C’est l’événement qui secoue le football européen en ce début d’été. José Mourinho va (re) devenir l’entraîneur du Real Madrid.
Ainsi et selon Fabrizio Romano, référence mondiale en matière de transferts et d’informations de coulisses, l’«accord verbal» est conclu. L’annonce officielle est attendue dans les prochains jours — et elle pourrait tout changer dans l’échiquier du football continental.
Un accord verbal, un contrat imminent
En effet, la même source mentionnne que le technicien portugais de 62 ans devrait parapher un contrat de deux ans avec les Merengues, assorti d’une option pour une troisième saison. Il succède à Álvaro Arbeloa, dont le passage sur le banc madrilène restera comme une parenthèse de transition. La semaine prochaine pourrait donc marquer officiellement le début d’une nouvelle ère — ou plutôt, le retour d’une époque que les socios n’ont jamais vraiment oubliée.
Un «come-back» chargé de symboles
Treize ans. C’est le temps qui sépare le départ de Mourinho du Real Madrid, en 2013, de ce retour annoncé au Bernabéu. Entre 2010 et 2013, son bilan parlait de lui-même : 71,9 % de victoires, une Liga remportée avec un record historique de 100 points lors de la saison 2011-2012, et une empreinte tactique qui a durablement marqué le club.
Ce retour intervient dans un contexte particulier. Mourinho sortait d’une saison paradoxale à Benfica : invaincu en championnat — 23 victoires, 11 nuls — mais troisième de Primeira Liga, derrière Porto et le Sporting CP. Un bilan en demi-teinte qui, pour autant, n’a pas entamé sa cote sur le marché. Lui qui affirmait encore récemment qu’il y avait « 99 % de chances » qu’il reste à Lisbonne a finalement cédé à l’appel du Bernabéu. On ne refuse pas deux fois le Real Madrid.

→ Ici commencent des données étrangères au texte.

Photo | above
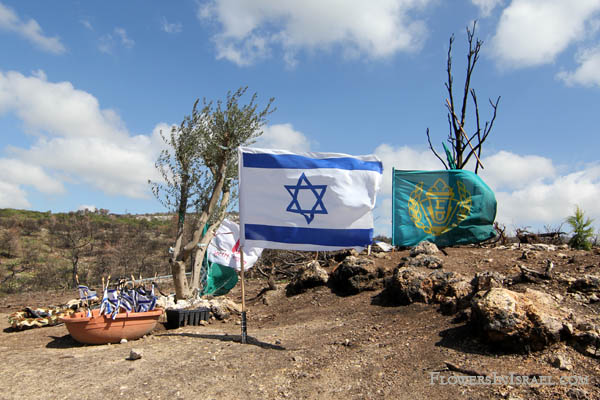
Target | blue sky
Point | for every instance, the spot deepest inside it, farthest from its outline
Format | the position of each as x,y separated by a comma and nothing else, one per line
85,87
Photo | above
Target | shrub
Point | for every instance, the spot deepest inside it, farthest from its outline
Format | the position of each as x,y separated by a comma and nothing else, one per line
582,230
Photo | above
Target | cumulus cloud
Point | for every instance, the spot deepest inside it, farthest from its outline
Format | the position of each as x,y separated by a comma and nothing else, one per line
404,158
75,141
529,189
30,30
283,137
87,24
168,27
550,203
108,42
513,171
588,72
487,6
374,29
12,196
534,32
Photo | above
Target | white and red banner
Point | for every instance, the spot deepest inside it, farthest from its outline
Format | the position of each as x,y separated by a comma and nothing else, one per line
224,249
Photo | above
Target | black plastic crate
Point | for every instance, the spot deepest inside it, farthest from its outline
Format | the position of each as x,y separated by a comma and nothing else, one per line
179,318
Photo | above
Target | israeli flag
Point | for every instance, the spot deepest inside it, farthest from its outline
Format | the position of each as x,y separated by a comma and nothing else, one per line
306,201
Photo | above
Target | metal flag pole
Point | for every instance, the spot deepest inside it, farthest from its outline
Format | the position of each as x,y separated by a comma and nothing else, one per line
244,331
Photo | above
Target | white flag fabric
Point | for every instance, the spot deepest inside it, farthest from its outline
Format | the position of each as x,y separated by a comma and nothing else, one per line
307,201
224,248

Un vestiaire à reconstruire, des défis XXL
Derrière ce recrutement, une réalité que le président Florentino Pérez ne pouvait plus ignorer : deux saisons consécutives sans trophée. Pour un club dont l’identité repose sur la victoire permanente, c’est une anomalie inacceptable. Plutôt que de parier sur un profil émergent, le patron du Real a choisi la certitude — un entraîneur qui connaît la maison, la pression, les vestiaires et les exigences d’un groupe de stars.
Mourinho hérite d’un chantier humain autant que sportif. Le vestiaire madrilène est miné par les tensions. L’altercation violente entre Aurélien Tchouaméni et Federico Valverde a fracturé le groupe. Et la question Kylian Mbappé plane comme une épée de Damoclès : l’attaquant français, de plus en plus critiqué pour un comportement jugé individualiste, serait progressivement isolé au sein du groupe après ses récentes déclarations fracassantes.
Comment Mourinho — lui-même habitué aux rapports de force avec les grandes stars — va-t-il gérer cette équation ? Sa réputation de manager capable de fédérer des ego XXL autour d’un projet collectif sera immédiatement testée. La cohabitation avec Mbappé sera l’un des feuilletons de la saison à venir.